Jeudi 26 novembre à 18h30 : La descendance de Pierre Claude Simonet

Jeton frappé aux armes de Pierre Claude Simonet
Pierre Claude Simonet est né à Auxerre en 1588 et est décédé à Paris en 1660. Un jeton a été frappé à ses armes en 1642, l'année où il a été receveur général des pauvres. Pierre claude a eu 5 enfants qui eux-mêmes ont procréé et donc il compte à notre époque environ 15000 descendants.
Parmi eux, un échevin de Paris, une Dame qui accueille Louis XV à Bourg la Reine, une maitresse de Louis XV, un aventurier, un  maitre à écrire de Louis XVI et de ses enfants qui reconnait en 1845 Louis XVII. Il y aura nombre d'anecdotes à ce sujet. C'est par exemple l'ancêtre de Brigitte Bardot, de Lea Seydoux.
Pierre Maussion

Jeudi 17 décembre : Révolte des vignerons du Languedoc en 1907

Manifestants du village de Saint Bauzely
Au milieu du XIXe siècle, les quatre départements français qui bordent le golfe du Lion se sont spécialisés dans la viticulture. Gard, Hérault, Aude et Pyrénées-Orientales ont su transformer leurs plaines arides en superbes vignobles.

Mais de 1900 à 1906, la production de vin du Languedoc grimpe de 16 à 21 millions d'hectolitres. La surproduction se solde par une mévente et une chute brutale des prix. Ceux-ci sont divisés par deux ou par trois en quelques années. C'est la ruine pour de nombreux Languedociens : petits viticulteurs qui n'arrivent pas à rembourser leurs dettes mais aussi négociants dont le sort est suspendu à celui de la viticulture.

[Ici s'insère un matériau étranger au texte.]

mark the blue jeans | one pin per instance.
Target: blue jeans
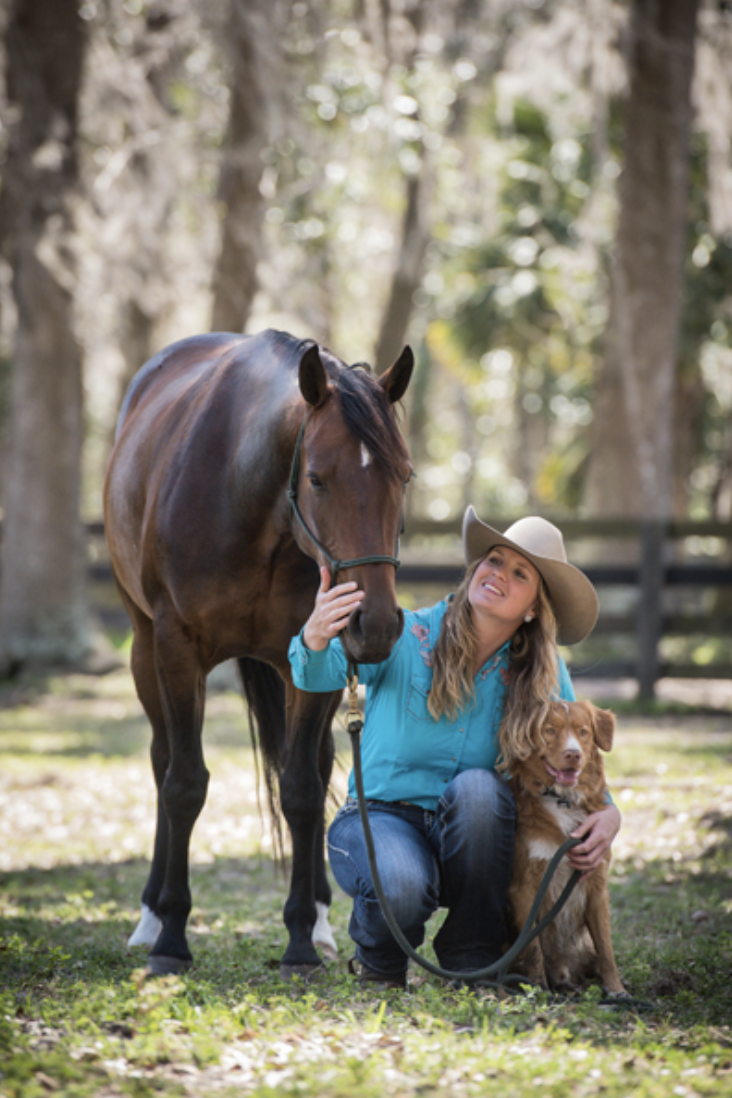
(458, 856)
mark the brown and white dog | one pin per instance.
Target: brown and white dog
(559, 785)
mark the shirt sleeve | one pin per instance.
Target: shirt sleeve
(565, 685)
(317, 672)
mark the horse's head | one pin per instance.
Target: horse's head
(349, 489)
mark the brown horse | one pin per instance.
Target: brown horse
(240, 463)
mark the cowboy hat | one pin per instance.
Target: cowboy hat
(573, 597)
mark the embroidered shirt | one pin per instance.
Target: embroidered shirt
(405, 753)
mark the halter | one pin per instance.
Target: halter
(336, 566)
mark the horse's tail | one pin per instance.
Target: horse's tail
(265, 695)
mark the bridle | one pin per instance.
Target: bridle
(336, 566)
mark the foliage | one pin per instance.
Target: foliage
(78, 1018)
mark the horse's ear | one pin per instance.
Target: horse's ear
(604, 721)
(396, 379)
(313, 378)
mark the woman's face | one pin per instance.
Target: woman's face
(505, 587)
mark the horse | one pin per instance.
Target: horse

Les Languedociens réclament pour le moins l'abrogation de la loi de 1903 sur la
« chaptalisation » et une surtaxe sur le sucre pour décourager les importations. Mais le Président du Conseil, l'inflexible Georges Clemenceau, ne veut rien entendre.
La concurrence étrangère avec sa surproduction fait rage, les vins trafiqués sont en vente libre sur le marché, et les fraudeurs sont impunis.Dès 1892, les vignerons réclament la suppression du sucrage officiel et le rétablissement des droits de douanes.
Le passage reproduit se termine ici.